Josephine shifted her suspicious look from Yvette to her mother. Lady Arella simply gave her a smile of gentle amusement. Cassandra had the feeling that most likely she had long since disentangled herself from these disagreements between her offspring. Josephine sighed. “Very well, I suppose there’s no help for it. Cassandra, this is my sister, Yvette. She was at Halamshiral when we were, but I don’t believe you met. Yvette, Cassandra.”

“I am pleased to make your—” Cassandra began, by rote, but it turned out to not be necessary because Yvette was already talking.

“No, we did not meet. You didn’t think to introduce me then, Josie.” She pouted.

“I was already busy doing my best to make sure you didn’t speak to _anyone_ of any importance,” Josephine said, darkly.

“I didn’t even have any idea that you two were an item! Your own sister, kept in the dark about something so important!” Yvette plopped into a seat. Josephine sighed again, gesturing for Cassandra to sit, and then joining her. Her parents sat as well, once again allowing their daughters to handle this, though Cassandra caught the occasional amused glance between them. “Unless of course you were not yet an item…?”

They had been, by then, albeit it was relatively new that it had been acknowledge between them. That was in fact part of why Cassandra had stayed well away from Josephine through the entire ordeal (and to her it had been an ordeal, more grim and wearying than any darkspawn battle); she had at that point been both infatuated beyond reason, afraid to even spend time in the same room as Josephine in the presence of witnesses lest she say or do something intensely foolish. Not that she was no longer smitten, of course, but she felt more centered in it, now, less out of control.

Josephine waved a hand. “What gossip you will carry back to your friends, you will not hear from me. It is enough for them to know that Cassandra and I fell in love while serving the Inquisition together, and will be married in seven months’ time.”

“A spring wedding,” Lady Arella murmured. “That will be delightful, and the weather won’t be too hot for your visitors from the south.”

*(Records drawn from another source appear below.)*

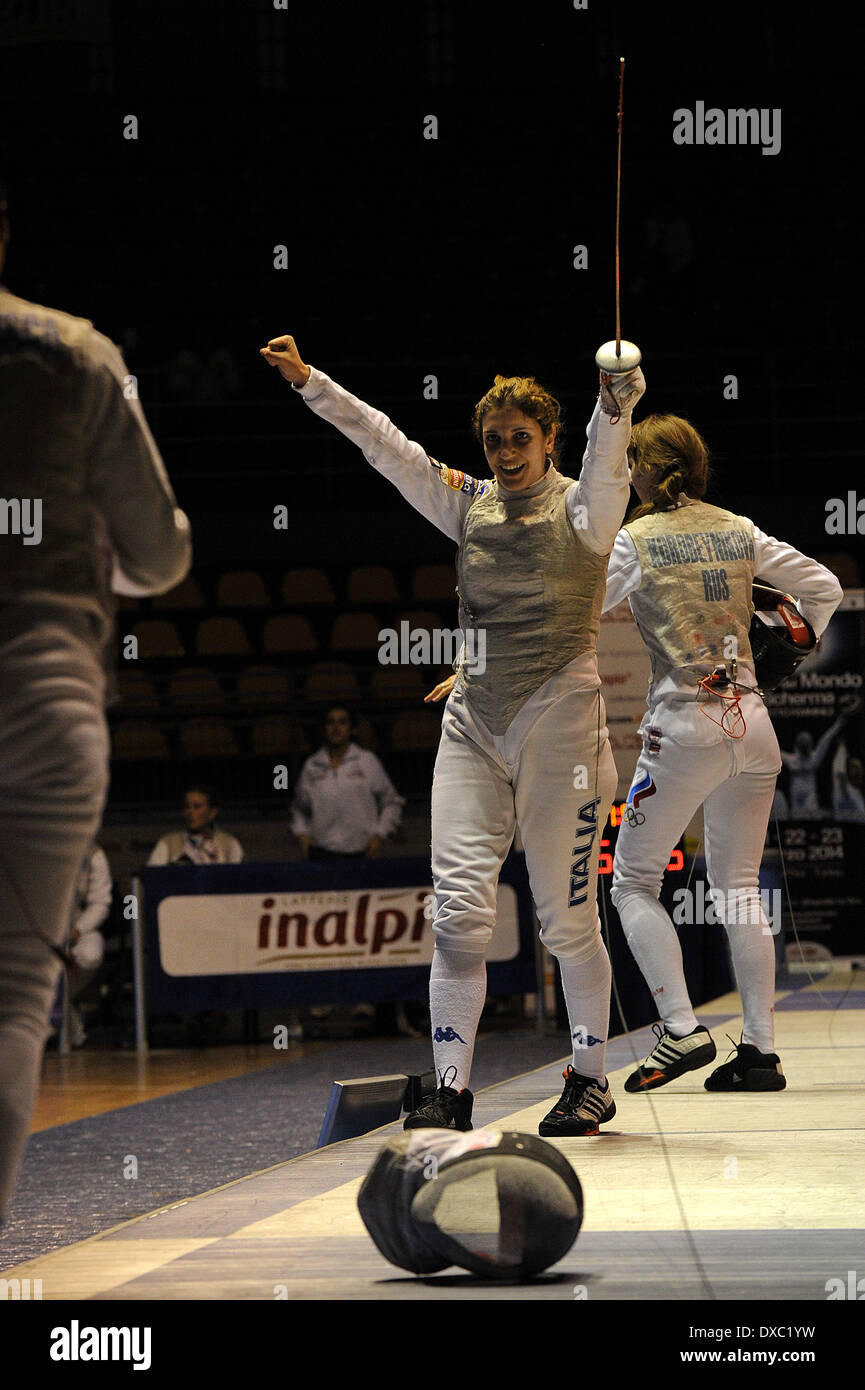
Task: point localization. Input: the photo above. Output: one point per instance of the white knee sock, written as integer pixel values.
(458, 988)
(754, 969)
(586, 986)
(654, 944)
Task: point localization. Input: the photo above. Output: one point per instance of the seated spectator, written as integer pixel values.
(345, 805)
(202, 843)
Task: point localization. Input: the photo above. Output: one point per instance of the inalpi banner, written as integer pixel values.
(255, 934)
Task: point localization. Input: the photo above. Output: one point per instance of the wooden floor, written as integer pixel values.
(689, 1194)
(88, 1083)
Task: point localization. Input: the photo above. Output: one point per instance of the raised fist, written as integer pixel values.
(620, 391)
(283, 353)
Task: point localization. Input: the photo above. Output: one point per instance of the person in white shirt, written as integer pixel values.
(344, 804)
(687, 569)
(524, 730)
(200, 843)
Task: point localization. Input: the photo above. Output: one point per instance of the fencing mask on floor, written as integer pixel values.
(780, 637)
(501, 1205)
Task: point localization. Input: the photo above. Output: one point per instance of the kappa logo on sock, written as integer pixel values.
(641, 788)
(448, 1036)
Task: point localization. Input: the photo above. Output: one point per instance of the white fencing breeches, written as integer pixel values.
(683, 765)
(53, 781)
(554, 773)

“It is not _at all_ enough,” Yvette protested. “I want to know…” She began to tick off her requests on her fingers. “How you met; how she courted you or how you courted her, however that went; how you fell in love; what everyone said when they found out; how she proposed—or did you propose?—and what you said, or what she said. My friends will want all the details!”

“Which is precisely why I am not giving them to you!” It was a remarkable thing. Normally it took nothing less than sheer diplomatic disaster to ruffle Josephine so, and yet a handful of words from her sister could apparently accomplish it. Even more remarkable: Lord and Lady Montilyet simply exchanged another amused glance. Under normal circumstances, even a hint of Josephine’s ire could freeze the blood in the veins of even the staunchest heart.

“Fine,” Yvette said. “I shall have Lady Cassandra tell me all the details, then.”

“Ahm,” Cassandra said, alarmed.

“If you dare,” Josephine said, “I will tell that handsome tutor of yours precisely why you always need extra help with the close brush strokes. Don’t think I won’t.”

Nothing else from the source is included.